Fix ETag retrieval for orchestrations with multiple executions #363

ConnorMcMahon · 2020-01-29T19:35:43Z

It is possible for the history table to get into a state where the
latest execution history is first, followed by the previous execution
history, with the last entry for an instance id being the sentinal row.
The previous history parsing logic stopped processing as soon as it saw
a new execution id, meaning it failed to grab the ETag from the sentinal
row.

This, in combination with changes made when the ETag were not present,
caused UpdateState calls to fail, meaning queue messages for Activities
were being scheduled without recording that we did schedule them. This
leads to duplicate Activity executions until we retrieve the history
with an execution id (i.e. after an activity function successfully
executes).

This fix makes our ETag retrieval logic more robust.

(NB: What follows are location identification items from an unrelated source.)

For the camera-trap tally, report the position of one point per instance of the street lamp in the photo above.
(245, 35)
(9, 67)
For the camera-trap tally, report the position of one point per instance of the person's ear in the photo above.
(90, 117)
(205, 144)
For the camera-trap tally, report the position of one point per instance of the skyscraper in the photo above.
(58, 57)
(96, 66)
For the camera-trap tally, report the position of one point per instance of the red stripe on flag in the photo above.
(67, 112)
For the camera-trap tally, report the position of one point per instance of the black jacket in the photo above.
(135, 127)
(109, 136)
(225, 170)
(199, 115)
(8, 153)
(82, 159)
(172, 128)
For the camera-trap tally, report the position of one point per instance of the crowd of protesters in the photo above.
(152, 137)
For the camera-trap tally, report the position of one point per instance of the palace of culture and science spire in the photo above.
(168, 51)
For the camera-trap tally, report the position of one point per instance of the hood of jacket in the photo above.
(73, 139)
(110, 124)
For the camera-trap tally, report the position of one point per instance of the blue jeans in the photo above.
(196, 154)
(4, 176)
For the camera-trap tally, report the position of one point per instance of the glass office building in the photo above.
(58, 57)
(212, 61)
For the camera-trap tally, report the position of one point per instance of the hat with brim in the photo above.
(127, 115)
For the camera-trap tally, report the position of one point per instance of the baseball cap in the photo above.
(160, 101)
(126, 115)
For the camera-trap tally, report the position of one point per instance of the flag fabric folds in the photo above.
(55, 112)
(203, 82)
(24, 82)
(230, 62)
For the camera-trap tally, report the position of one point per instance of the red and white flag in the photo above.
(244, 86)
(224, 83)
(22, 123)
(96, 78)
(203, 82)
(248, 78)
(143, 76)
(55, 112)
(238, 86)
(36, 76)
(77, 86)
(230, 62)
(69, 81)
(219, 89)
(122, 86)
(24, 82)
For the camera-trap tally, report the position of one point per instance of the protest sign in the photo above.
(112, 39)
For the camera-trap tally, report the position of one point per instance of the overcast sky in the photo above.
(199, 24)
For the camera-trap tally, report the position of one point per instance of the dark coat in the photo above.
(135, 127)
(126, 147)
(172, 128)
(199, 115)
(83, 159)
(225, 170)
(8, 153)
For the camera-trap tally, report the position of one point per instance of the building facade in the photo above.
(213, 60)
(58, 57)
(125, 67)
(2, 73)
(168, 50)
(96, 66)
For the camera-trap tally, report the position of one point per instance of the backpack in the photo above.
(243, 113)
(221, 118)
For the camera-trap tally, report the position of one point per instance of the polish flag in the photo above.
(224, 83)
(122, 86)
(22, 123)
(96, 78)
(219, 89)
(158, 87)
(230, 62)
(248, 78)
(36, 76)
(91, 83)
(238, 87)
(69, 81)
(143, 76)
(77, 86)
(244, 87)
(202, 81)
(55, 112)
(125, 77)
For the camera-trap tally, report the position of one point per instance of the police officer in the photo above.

src/DurableTask.AzureStorage/Tracking/AzureTableTrackingStore.cs

ConnorMcMahon · 2020-01-30T18:41:17Z

src/DurableTask.AzureStorage/Tracking/AzureTableTrackingStore.cs

-                        eTagValue = entity.ETag;
+                        if (i != (tableEntities.Count - 1))
+                        {
+                            AnalyticsEventSource.Log.GeneralWarning(


Debatably this should be an error and an exception should be thrown here. However, I am a bit hesitant throwing an exception, as I'm not sure how it is handled here.

src/DurableTask.AzureStorage/Tracking/AzureTableTrackingStore.cs

cgillum · 2020-01-30T19:10:06Z

I see what you're trying to do but this last refactor seems unnecessarily complicated. Here is my suggestion, which I think is simpler and does not strictly require the sentinel to be the last row:

IList<HistoryEvent> historyEvents;
string executionId;
DynamicTableEntity sentinel = null;
if (tableEntities.Count > 0)
{
    // The most recent generation will always be in the first history event.
    executionId = tableEntities[0].Properties["ExecutionId"].StringValue;

    // Convert the table entities into history events.
    var events = new List<HistoryEvent>(tableEntities.Count);

    foreach (DynamicTableEntity entity in tableEntities)
    {
        if (entity.Properties["ExecutionId"].StringValue != executionId)
        {
            // The remaining entities are from a previous generation and can be discarded.
            break;
        }

        if (entity.RowKey == SentinelRowKey)
        {
            sentinel = entity;
            continue;
        }

        // Some entity properties may be stored in blob storage.
        await this.DecompressLargeEntityProperties(entity);

        events.Add((HistoryEvent)this.tableEntityConverter.ConvertFromTableEntity(entity, GetTypeForTableEntity));
    }

    historyEvents = events;
}
else
{
    historyEvents = EmptyHistoryEventList;
    executionId = expectedExecutionId;
}

// Read the checkpoint completion time from the sentinel row, which should always be the last row.
// The only time a sentinel won't exist is if no instance of this ID has ever existed.
// The IsCheckpointCompleteProperty was newly added _after_ v1.6.4.
DateTime checkpointCompletionTime = DateTime.MinValue;
if (sentinel == null)
{
    sentinel = tableEntities.LastOrDefault(e => e.RowKey == SentinelRowKey);
}

string eTagValue = sentinel?.ETag;
if (sentinel != null &&
    sentinel.Properties.TryGetValue(CheckpointCompletedTimestampProperty, out EntityProperty timestampProperty))
{
    checkpointCompletionTime = timestampProperty.DateTime ?? DateTime.MinValue;
}

sebastianburckhardt

Looks good to me. Found one typo in comment, and have a slight suggestion on wording.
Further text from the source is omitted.